Quelle sera la nature des changements sociétaux provoqués par le confinement ? C’est naturellement LA grande question du moment, celle qui occupe les esprits dans les équipes marketing des entreprises, qui doivent s’adapter à cette nouvelle donne. Mais aussi les responsables de la prospective et du planning stratégique dans les agences conseil et des instituts d’études. 

En prolongement du dossier du mois que nous avons consacré à ce thème, nous vous proposons une série d’interviews et de points de vue sur ce thème. Avec ici celui de Sylvie le Tadic, Responsable du Pôle Quali, Prospective et Innovation de Future Thinking.

Le point de vue de Sylvie le Tadic ( Future Thinking)

A l’aube du déconfinement, qu’il soit partiel ou total, la question du monde d’après est dans tous les esprits.

N’en déplaise aux impatients, il est sans doute trop tôt pour affirmer des certitudes. Nous allons naviguer dans un monde qui semble encore plus incertain et plus complexe, plongé dans une crise économique dont on ne connaît ni la gravité ni la durée tant elle diffère des précédentes, avec le risque d’une pandémie non éteinte agissant comme épée de Damoclès tant sur nos économies que notre système sanitaire. Le tout avec l’urgence d’une transition écologique fonctionnant comme lame de fond. Néanmoins forts des savoirs accumulés et de nos récentes observations, nous pouvons esquisser des hypothèses quant à l’évolution des aspirations et des comportements / pratiques des consommateurs, des citoyens ou des salariés...Pour une lecture simplifiée, nous les appellerons “les individus”.

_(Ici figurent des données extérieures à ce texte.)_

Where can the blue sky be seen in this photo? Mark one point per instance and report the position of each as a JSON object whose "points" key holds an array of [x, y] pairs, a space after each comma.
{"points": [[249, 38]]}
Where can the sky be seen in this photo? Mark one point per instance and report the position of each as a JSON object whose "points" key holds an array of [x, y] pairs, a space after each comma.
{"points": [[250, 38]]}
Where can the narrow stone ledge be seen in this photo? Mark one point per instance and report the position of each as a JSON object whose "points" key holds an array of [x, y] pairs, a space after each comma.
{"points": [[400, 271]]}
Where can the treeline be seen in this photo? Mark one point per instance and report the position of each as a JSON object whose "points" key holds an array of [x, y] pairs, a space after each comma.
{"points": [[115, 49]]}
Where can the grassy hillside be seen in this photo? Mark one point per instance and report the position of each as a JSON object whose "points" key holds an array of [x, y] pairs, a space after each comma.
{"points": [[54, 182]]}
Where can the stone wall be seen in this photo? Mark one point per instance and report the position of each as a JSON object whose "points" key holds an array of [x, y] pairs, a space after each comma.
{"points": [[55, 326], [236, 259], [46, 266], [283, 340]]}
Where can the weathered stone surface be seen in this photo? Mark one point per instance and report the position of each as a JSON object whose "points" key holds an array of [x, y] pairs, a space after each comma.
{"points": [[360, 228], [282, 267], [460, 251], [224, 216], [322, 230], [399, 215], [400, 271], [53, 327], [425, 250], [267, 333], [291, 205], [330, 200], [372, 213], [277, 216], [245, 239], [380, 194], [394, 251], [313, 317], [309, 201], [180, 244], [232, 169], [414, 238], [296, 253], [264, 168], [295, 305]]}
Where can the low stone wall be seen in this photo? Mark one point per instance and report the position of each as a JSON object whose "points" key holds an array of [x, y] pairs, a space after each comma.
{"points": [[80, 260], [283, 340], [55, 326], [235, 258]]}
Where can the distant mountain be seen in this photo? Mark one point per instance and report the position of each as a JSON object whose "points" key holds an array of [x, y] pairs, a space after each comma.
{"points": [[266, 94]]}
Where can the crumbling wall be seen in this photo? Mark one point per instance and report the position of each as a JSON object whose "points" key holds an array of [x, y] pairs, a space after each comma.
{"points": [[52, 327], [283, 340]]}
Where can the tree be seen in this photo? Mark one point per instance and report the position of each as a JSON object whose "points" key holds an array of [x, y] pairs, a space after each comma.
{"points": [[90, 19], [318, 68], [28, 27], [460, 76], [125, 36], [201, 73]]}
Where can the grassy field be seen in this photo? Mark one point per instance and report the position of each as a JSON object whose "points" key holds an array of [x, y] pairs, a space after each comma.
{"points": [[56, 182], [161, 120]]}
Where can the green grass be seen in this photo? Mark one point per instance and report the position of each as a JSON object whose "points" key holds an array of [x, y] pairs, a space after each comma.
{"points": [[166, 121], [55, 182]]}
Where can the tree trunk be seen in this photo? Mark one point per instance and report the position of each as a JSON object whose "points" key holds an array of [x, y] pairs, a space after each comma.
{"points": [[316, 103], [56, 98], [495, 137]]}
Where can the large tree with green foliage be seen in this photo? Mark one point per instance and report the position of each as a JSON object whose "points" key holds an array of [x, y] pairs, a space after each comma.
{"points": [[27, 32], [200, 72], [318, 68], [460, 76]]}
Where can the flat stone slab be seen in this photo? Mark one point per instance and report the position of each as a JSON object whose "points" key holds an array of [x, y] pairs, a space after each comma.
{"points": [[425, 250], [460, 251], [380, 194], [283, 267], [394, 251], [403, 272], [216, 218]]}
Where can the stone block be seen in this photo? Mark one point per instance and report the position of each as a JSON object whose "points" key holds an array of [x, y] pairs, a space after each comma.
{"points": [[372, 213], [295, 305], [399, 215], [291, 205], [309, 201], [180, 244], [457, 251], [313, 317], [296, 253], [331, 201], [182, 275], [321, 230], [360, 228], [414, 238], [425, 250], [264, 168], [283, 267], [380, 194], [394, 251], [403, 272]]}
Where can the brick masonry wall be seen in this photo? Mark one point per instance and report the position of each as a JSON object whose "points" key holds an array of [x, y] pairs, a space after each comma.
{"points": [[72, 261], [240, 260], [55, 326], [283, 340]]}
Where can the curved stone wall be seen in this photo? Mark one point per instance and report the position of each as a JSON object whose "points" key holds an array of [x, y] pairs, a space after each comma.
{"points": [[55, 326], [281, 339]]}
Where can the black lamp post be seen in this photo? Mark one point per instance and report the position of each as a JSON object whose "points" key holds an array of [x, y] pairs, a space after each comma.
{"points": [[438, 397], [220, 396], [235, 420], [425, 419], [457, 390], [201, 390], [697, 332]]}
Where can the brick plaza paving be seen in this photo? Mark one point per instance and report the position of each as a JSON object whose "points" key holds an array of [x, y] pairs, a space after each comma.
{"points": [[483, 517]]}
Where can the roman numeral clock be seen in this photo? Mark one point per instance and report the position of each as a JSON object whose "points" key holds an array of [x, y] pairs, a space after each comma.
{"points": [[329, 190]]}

Une fois sortis du confinement, que garderont les individus de ces expériences de vie confinée ? Quelles nouvelles habitudes et routines vont s’ancrer durablement ? Quelles aspirations vont les mouvoir ? Quels nouveaux imaginaires et récits vont émerger et/ou se renforcer ? A quel rythme ? Autant de questions que nombres d’acteurs économiques et publiques se posent pour ajuster leur offre de services ou leurs produits, ou simplement reformuler complètement leur proposition de valeur.

Avant de conjecturer sur la façon dont les individus modifieront ou non durablement leurs comportements, il convient d’abord de poser comme première hypothèse que le confinement aura un impact sur les comportements. En effet, en imposant aux citoyens de nouvelles règles sur une période longue de deux mois, le confinement a de facto provoqué des ajustements, certes forcés.

Pour autant ces changements n’affectent pas tous les citoyens de la même manière. Pour certains ce confinement n’a fait que renforcer des pratiques déjà inscrites ou en voie de l’être, pour d’autres il agit comme un révélateur qui se traduit par de nouveaux rituels appréciés et validés par la société, et sans doute une proportion d'individus ne voit dans cet épisode qu’une parenthèse dont ils souhaitent la fin au plus vite.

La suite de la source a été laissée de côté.